8 PM: Scotch Whiskey, distilled in India, served in West Africa

I drank a bunch because, hey, there is no one here but me. Only me and my thoughts and a night that stretches to eternity with humid notions of something profound but naught the energy with which to pursue. I want to pass out under a fan, an infinite fan with no electrical shortages or rolling blackouts, but I am in Africa, not the West, and so it is. I will sweat this one out with anti-malarials making a fiend of my dreams and a pint of whiskey with which to lull me into a calm that will at least let me move into the morning.

4:30 is an ungodly hour, but it is the hour of birds.

I won’t wake for Ramadan, but I will wake for the birds. I will always wake for them. They are my fickle companions as I wander to random corners of random nothings in nowhere that anyone would care to think. This is what I hope, at least, but life is hardly as romantic. Drugs in the morning to prevent the disease, food in the afternoon to stay the withering, booze in the evening to keep the sanity. Not a bad life, at least not with the sun this way. Or the clouds springing up to heaven like a still-frame of the atom bomb laid across the horizon with the pink and gold of the sweetest lover in the faintest hours.

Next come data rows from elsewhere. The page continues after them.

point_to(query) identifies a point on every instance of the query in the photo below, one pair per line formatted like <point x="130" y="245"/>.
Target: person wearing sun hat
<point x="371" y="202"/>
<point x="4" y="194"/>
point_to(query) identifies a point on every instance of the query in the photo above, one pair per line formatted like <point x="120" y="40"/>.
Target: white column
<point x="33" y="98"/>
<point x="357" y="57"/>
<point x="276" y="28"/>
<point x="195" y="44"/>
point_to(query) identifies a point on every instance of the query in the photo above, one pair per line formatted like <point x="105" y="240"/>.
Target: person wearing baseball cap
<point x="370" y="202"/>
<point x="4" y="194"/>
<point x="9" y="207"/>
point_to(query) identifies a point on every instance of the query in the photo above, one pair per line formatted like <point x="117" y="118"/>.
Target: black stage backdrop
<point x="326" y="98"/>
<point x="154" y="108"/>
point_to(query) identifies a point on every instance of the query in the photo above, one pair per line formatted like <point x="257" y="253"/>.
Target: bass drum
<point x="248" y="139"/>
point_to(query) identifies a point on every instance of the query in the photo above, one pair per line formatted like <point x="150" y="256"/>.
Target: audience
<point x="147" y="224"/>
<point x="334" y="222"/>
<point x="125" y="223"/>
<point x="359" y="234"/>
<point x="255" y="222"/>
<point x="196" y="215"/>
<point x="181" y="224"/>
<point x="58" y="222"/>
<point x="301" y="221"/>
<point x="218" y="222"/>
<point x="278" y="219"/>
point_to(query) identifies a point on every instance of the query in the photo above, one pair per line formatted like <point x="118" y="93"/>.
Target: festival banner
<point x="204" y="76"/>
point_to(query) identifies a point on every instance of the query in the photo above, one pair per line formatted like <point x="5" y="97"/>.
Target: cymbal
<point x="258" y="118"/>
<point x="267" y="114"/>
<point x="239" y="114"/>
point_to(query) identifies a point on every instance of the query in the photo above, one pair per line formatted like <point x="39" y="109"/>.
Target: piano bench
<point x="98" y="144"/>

Is it so hard to forget death? So hard to ignore the fanatical musings of an unrepentant ideology? Let their bombs fly, but to desire so desperately for life instead. In its stead. They may not fear death. But we do not fear life. Which is stronger? Those willing to suffer and persevere, or those who pursue the shortest path to oblivion. We, who are willing to live with the world on its own terms, have a hand that can always be played. It is stay, stay and be here, stay and be free, stay and accept our own fate. It is not forever, it signifies nothing, but it strums the heartstrings like rock and roll, like Bonnie and Clyde. I’ll take that.